The NIC Preserves R Lemma implies that there exists a NIC transition  $i \rightarrow_{NIC} i'$  such that r'Ri' holds.  $i \leadsto_{ideal} i'$  according to a reasoning similar to the one presented in the last two paragraphs in subsection 6.4.4.2, but with respect to the NIC transition rules in Subsection 5.3.2.2 and NT.

### 6.4.5 Lemma VI Implied by Lemma IV and Lemma V

This subsections describes how Lemma IV and Lemma V imply Lemma VI:

 $\forall r \in RLM.S. \ \exists i \in ILM.S. \ r \ R \ i.$ 

This description relies on that each state  $r \in RLM.S$  is visited by some execution trace  $\psi \in RLM.\Pi$ . Considering the definition of RLM, it is not obvious that this is true.

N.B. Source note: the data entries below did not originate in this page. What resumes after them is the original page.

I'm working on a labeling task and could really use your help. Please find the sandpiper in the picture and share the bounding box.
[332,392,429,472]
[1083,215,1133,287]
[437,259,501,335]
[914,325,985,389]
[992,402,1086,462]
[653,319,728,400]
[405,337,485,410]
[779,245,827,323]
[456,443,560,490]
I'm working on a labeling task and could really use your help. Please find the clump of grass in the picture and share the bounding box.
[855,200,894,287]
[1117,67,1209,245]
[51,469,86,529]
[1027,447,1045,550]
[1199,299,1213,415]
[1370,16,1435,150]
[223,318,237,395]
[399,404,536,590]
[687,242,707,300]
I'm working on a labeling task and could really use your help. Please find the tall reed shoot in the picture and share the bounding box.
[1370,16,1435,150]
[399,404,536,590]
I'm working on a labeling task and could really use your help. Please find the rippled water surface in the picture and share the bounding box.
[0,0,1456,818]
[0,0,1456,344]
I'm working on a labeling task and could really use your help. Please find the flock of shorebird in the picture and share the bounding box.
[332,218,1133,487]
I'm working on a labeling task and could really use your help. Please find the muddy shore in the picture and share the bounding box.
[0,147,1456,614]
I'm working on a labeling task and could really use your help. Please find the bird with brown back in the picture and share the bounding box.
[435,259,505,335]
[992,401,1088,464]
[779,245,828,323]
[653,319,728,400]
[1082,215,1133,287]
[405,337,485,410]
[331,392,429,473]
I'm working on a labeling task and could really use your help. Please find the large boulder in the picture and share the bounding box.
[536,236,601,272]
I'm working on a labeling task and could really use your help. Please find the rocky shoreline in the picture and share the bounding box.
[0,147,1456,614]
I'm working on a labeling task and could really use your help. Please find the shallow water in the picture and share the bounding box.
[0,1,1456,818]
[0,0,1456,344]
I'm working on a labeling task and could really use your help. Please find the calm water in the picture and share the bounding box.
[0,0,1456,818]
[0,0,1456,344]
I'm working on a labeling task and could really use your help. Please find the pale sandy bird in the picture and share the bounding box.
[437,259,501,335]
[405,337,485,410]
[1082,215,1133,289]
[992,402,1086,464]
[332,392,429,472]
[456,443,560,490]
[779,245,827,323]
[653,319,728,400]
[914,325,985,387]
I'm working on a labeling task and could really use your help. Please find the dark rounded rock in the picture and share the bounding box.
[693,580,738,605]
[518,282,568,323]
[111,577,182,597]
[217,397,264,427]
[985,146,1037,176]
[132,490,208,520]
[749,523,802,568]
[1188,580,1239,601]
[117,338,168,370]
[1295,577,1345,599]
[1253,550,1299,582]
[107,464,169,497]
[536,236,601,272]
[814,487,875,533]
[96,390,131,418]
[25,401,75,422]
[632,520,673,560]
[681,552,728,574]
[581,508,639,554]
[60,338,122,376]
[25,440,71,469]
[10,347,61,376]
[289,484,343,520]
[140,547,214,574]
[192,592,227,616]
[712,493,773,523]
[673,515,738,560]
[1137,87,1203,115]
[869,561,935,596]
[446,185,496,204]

The following is a reasoning of that each state  $r \in RLM.S$  is visited by some execution trace  $\psi \in RLM.\Pi$ .

Let  $r \in RLM.S$ . By the definition of RLM.S,  $r \in RM.S \land CPUL(r)$  holds.  $r \in RM.S$  implies that r is visited by an execution trace  $\pi \in RM.\Pi$  starting from  $r_0 \in RM.IS$ . For any state, the non-deterministic scheduler of the device model framework can always select the CPU model to describe the next transition from that state. There exists therefore an execution trace that visits r such that r is followed by a CPU transition. Let  $\pi$  be such an execution trace. That is, r is visited by  $\pi$  such that  $\pi$  includes a CPU transition starting from r.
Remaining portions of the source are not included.